Interdiction du discours haineux

EUROPE: DISCOURS HAINEUX

Cour européenne des droits de l'homme, décision du 11 juin 2020, AFFAIRE Lilliendahl c. Islande (Requête no 29297/18)

Le requérant a rédigé un commentaire suite à un article en ligne rapportant la décision de la municipalité de Hafnarfjörður de 2015 de renforcer dans l’enseignement scolaire les questions dites LGBTIQ. L’association nationale LGBTIQ Samtökin ’78 a alors déposé plainte à l’encontre du requérant, lequel a été condamné en 2016 au sens de l’article 233 (a) du Code pénal islandais.

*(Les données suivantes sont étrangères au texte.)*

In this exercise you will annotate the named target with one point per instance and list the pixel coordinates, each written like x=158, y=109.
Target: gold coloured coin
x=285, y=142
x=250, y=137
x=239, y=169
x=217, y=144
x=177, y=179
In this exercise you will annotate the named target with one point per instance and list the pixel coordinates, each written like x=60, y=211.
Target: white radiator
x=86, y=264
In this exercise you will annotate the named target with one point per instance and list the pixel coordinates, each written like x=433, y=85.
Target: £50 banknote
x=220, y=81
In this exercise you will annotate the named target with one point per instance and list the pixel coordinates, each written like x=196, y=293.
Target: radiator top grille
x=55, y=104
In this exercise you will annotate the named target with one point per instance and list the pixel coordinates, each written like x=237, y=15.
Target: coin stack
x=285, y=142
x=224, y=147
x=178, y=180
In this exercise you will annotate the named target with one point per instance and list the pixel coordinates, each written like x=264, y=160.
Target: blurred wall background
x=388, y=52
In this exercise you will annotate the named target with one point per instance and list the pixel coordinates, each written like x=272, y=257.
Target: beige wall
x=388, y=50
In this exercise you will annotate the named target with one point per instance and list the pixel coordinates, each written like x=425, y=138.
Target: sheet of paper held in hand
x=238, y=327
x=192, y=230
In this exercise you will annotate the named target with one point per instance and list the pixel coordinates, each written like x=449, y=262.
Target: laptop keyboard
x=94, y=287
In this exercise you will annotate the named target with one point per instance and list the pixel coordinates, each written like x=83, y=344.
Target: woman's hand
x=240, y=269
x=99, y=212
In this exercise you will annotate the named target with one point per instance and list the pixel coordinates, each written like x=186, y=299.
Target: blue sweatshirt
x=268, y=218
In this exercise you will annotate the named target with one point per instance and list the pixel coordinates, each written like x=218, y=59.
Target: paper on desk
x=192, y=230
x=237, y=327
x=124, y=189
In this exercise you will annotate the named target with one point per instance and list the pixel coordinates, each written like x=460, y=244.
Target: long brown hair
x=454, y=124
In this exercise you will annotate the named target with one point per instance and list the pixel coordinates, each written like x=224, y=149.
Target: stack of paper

Son commentaire a en effet été jugé constitutif de menace publique, de moquerie et de diffamation ainsi que dégradant pour un groupe de personnes en lien avec leur orientation sexuelle et leur identité de genre.

En première instance, la Cour du district de Reykjavík a acquitté le requérant dans un jugement de 2017 en raison de sa liberté d’expression, d’une part, parce que selon elle, les commentaires n’avaient pas atteint le seuil nécessaire pour entrer dans le champ de l’article 233 (s) du Code pénal islandais, et d’autre part, parce que le requérant n’avait pas eu l’intention de violer la norme pénale. La Cour suprême islandaise, saisie de l’affaire, a examiné l’origine et la ratio legis de l’article 233 (a) du Code pénal islandais ainsi que la portée de la liberté d’expression, assurée par la Constitution islandaise ainsi que la Convention européenne de sauvegarde des droits de l'homme et des libertés fondamentales (CEDH). Elle a conclu que l’art. 233 (a) du Code pénal islandais constituait une base légale suffisante, dans le cas d’espèce, pour réduire la liberté d’expression du requérant. Partant, la Cour suprême islandaise l’a condamné à une amende d’un montant de 100 000 couronnes islandaises (soit environ 800 euros).
Le requérant a saisi la Cour européenne des droits de l’homme (CrEDH) au motif que les articles 10 (liberté d’expression) et 14 CEDH auraient été violés par la décision de la Cour suprême islandaise. Après avoir exclu l’application de l’article 17 CEDH, la CrEDH a examiné s’il y avait effectivement eu une violation des articles 10 et 14 CEDH. La CrEDH a commencé par rappeler que la liberté d’expression est un des fondements essentiels d’une société démocratique, une condition de base pour son progrès et pour l’accomplissement de chacun·e individuellement, et que les conditions de la restriction à la liberté d’expression sont bien établies dans sa jurisprudence, en particulier le respect de la proportionnalité (consid. 28 ss).
La CrEDH a estimé que, certes, la liberté d’expression du requérant avait bien été restreinte. Toutefois, après avoir rappelé sa jurisprudence concernant le discours haineux (consid. 33 ss), notamment sur la distinction entre les cas graves et les cas « moins graves » (cette dernière catégorie pouvant comprendre des propos insultants ou ridiculisant ou diffamant un groupe spécifique; consid. 36 s.), la CrEDH n'a pas vu de raison de contredire l'ârret de la Cour suprême islandaise. Par ailleurs, elle a conisdéré que l’article 233 (a) du Code pénal islandais constituait une base légale suffisante et claire (consid. 41 s.) remplissant un but légitime (consid. 43).
Finalement, la CrEDH a constaté que les propos tenus par le requérant n'avaient pas été nécessaires au débat public. Le requérant aurait pu y participer sans tenir ces propos, lesquels ne portaient pas sur la décision de la municipalité. La limitation de son droit à la liberté d’expression se justifiait par la nécessité de mettre fin au préjudice subi par une partie de la population en raison de ses propos (consid. 44).